Tommy’s goals were all in vain

Tommy O’Connell was chatting to a couple of friends in the Croke Park Hotel an hour or two before last year’s All-Ireland final when Jimmy Magee passed by. One of the friends buttonholed Magee and, pointing to O’Connell, asked him why this man had a place in hurling history.

Tommy’s  goals  were  all in  vain

For once the Memory Man was stumped. Not that it was wholly a surprise, for Tommy O’Connell’s place in the annals of the game is an obscure one. The last All-Ireland senior final that ended in a draw prior to this year’s was that of 1959, when a teenage O’Connell scored three goals for Kilkenny against Waterford. By rights he should have been famous forever. The problem was what happened next. Kilkenny were beaten in the replay and history promptly forgot about O’Connell.

He did at least have the consolation of a starring role in one of the most dramatic All-Ireland finals ever played.
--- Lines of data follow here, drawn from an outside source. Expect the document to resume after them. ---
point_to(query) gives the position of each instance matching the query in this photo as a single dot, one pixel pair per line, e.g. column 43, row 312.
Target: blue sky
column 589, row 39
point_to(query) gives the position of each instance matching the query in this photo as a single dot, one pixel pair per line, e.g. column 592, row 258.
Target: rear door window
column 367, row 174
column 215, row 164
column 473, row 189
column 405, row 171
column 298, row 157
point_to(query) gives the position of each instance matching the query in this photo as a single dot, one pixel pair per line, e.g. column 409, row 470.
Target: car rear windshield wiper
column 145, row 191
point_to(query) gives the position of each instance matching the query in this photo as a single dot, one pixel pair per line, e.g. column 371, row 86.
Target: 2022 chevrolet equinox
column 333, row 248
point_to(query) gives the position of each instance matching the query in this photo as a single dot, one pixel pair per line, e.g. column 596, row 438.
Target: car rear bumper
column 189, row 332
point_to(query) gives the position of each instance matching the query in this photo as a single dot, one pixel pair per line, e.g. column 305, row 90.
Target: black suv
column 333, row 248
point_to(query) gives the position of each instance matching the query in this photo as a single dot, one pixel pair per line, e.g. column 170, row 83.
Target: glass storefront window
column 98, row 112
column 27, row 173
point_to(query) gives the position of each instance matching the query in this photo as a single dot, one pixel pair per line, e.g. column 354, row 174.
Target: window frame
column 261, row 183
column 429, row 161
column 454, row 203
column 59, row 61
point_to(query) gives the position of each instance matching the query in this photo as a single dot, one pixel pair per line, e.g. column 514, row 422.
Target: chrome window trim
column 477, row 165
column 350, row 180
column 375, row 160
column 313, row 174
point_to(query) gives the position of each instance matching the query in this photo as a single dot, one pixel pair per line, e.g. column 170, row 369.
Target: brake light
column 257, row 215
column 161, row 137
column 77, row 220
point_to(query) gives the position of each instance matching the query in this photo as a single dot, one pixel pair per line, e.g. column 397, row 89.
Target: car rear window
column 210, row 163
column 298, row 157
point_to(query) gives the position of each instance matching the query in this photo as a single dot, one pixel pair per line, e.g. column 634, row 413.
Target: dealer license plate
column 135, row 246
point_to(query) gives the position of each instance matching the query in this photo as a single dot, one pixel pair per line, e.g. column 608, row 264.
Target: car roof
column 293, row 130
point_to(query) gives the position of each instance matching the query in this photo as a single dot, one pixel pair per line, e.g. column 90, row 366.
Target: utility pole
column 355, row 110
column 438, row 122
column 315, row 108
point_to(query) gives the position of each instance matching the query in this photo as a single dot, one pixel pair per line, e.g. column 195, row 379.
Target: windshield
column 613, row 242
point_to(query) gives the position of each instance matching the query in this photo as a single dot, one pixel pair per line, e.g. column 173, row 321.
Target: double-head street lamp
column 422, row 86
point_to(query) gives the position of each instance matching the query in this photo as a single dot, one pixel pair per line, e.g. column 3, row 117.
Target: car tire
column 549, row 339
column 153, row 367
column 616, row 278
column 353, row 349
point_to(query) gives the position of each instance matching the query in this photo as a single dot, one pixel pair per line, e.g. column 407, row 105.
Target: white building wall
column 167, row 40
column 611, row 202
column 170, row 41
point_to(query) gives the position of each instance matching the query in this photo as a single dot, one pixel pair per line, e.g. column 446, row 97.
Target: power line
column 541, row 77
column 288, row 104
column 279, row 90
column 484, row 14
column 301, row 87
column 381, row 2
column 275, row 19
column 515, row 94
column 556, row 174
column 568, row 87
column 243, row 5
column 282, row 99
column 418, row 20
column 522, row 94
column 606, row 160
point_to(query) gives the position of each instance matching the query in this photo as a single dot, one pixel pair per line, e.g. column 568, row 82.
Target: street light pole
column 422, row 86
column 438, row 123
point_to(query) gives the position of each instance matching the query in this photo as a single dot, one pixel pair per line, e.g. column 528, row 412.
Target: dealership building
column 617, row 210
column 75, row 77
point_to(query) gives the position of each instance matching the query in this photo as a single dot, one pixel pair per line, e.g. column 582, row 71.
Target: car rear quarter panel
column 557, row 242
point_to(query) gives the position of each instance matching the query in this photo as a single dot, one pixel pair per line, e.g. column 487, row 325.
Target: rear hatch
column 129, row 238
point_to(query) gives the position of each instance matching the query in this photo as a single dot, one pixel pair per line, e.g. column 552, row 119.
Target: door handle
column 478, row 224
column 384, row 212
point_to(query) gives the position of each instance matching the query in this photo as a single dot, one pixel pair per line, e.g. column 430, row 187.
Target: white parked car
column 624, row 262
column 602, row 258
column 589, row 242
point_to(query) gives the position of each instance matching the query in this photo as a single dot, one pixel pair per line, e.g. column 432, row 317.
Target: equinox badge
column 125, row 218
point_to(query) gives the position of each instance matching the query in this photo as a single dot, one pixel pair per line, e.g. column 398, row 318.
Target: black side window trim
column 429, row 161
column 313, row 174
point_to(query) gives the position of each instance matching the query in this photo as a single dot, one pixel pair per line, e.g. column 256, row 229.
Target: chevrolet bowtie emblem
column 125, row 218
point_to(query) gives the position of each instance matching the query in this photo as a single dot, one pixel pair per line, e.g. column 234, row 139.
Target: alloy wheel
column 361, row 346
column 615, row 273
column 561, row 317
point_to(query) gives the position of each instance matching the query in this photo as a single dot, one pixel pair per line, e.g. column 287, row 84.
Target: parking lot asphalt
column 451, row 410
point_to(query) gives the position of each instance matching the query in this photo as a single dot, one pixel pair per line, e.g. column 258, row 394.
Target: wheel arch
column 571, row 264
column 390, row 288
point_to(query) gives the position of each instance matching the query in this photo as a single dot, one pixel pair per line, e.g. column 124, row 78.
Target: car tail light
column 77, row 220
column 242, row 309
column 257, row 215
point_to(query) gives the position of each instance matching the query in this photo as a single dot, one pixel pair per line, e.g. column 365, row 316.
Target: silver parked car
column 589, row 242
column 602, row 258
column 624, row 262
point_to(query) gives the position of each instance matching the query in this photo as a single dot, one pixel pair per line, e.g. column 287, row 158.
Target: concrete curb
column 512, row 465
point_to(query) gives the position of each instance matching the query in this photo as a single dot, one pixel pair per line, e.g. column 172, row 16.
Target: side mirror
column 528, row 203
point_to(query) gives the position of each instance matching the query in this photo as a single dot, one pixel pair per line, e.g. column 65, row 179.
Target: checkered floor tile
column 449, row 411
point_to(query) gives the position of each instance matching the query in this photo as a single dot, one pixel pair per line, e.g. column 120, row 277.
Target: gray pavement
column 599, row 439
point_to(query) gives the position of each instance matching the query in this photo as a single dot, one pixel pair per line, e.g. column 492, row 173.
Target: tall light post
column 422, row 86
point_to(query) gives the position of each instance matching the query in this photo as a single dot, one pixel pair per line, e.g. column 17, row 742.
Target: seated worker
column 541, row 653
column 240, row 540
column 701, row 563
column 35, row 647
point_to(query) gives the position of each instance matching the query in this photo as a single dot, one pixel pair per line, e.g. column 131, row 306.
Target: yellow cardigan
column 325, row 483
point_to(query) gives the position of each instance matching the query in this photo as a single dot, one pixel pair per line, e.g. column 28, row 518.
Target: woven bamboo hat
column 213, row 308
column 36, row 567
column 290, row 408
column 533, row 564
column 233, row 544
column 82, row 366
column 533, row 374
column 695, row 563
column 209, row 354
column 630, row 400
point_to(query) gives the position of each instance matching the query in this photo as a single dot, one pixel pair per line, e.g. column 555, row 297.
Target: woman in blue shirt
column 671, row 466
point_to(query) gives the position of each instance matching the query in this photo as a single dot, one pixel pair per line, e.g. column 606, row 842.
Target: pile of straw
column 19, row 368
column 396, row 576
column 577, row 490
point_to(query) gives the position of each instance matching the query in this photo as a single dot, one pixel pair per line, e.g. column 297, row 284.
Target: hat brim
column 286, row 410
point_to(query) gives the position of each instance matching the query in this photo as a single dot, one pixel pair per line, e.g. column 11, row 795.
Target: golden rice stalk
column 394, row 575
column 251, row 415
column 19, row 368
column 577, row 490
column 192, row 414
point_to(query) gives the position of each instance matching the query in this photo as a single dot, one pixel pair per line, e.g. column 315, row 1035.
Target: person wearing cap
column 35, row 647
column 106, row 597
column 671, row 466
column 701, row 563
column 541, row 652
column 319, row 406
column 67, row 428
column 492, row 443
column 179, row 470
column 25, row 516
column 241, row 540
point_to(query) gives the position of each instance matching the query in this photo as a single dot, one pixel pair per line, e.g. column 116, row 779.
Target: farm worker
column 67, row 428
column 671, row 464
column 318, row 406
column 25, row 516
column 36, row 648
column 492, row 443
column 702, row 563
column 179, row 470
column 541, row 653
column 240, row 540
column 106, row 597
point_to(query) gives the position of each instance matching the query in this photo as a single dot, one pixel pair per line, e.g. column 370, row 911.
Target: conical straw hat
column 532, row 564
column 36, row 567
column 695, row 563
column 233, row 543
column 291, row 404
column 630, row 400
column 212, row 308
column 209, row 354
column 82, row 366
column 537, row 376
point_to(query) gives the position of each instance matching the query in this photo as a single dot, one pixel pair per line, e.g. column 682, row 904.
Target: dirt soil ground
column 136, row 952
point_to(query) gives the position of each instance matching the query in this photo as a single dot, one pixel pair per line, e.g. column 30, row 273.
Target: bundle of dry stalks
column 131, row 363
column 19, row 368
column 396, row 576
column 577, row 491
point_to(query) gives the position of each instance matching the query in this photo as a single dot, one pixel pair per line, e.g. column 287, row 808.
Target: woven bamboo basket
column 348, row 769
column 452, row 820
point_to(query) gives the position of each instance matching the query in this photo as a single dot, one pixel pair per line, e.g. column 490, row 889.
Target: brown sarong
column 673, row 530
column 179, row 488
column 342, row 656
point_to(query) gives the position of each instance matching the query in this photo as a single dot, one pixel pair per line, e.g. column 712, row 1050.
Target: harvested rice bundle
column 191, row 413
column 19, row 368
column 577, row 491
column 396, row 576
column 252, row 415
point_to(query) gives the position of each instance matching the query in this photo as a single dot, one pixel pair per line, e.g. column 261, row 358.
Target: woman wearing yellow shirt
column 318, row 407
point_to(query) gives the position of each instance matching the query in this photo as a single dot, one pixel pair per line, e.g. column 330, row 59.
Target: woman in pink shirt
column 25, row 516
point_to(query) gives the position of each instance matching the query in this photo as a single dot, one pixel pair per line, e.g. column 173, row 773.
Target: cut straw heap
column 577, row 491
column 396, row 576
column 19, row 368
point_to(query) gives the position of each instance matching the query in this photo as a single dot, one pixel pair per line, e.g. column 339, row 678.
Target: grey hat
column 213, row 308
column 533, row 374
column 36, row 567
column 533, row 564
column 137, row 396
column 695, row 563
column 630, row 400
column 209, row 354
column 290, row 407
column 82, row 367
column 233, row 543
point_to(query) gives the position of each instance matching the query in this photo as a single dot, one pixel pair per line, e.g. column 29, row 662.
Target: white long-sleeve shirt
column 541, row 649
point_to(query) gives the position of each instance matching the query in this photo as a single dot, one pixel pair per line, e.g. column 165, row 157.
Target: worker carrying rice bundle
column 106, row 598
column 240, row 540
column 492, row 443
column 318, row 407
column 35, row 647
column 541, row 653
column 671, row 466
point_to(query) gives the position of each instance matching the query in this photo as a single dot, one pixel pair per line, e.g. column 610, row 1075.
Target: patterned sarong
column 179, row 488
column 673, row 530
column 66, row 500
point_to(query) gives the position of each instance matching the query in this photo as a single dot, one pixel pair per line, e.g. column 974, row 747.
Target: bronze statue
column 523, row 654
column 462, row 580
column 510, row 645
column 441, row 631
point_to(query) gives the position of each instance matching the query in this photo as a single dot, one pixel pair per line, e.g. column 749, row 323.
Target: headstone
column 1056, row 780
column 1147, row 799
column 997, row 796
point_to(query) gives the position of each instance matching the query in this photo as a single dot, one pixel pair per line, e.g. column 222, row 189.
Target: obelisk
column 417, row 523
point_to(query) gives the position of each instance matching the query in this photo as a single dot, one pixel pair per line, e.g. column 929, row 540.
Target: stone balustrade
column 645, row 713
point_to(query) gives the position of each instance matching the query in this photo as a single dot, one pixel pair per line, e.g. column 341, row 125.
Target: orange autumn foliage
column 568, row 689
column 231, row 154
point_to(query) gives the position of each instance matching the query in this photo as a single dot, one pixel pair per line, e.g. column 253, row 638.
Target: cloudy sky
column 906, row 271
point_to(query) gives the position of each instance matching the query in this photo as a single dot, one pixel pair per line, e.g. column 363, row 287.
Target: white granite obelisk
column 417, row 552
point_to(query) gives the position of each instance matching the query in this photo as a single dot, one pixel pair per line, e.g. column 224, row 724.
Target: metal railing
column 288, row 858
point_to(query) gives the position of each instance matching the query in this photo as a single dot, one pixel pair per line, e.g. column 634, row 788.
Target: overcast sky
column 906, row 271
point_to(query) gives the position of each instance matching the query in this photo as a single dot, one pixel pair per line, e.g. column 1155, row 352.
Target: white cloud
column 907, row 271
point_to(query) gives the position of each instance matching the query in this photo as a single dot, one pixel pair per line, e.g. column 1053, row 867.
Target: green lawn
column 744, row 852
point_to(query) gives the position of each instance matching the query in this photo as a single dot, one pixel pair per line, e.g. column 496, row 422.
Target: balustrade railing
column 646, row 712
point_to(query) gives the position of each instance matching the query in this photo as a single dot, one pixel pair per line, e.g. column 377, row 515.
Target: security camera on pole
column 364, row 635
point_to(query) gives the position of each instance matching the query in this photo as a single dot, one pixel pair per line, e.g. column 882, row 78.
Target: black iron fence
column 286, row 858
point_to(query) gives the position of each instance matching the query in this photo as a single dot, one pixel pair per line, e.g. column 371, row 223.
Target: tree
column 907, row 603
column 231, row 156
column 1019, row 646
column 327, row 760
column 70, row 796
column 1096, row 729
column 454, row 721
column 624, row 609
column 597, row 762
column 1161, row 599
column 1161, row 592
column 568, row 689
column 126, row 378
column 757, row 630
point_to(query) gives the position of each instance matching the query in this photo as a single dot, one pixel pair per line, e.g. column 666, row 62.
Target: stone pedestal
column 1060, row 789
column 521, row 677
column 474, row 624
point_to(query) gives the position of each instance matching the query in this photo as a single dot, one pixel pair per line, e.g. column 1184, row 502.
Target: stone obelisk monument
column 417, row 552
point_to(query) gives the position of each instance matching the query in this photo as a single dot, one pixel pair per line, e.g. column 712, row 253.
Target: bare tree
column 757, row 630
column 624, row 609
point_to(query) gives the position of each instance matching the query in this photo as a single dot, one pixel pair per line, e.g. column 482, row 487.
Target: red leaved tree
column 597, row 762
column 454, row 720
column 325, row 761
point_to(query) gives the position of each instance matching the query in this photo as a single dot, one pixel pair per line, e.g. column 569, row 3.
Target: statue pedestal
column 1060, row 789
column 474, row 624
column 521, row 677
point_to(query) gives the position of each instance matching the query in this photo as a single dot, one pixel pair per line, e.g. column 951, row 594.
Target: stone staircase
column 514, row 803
September 6, 1959 was an afternoon of outlandish contradictions. Kilkenny hit five goals and didn’t win; Waterford sent the white flag flying 17 times, a record for a 20th century final up to then, and very nearly lost. The great Ollie Walsh, magnificent even by his standards, produced a goalkeeping display for the ages. Only a freakish piece of bad luck could have beaten him on the day — and it did.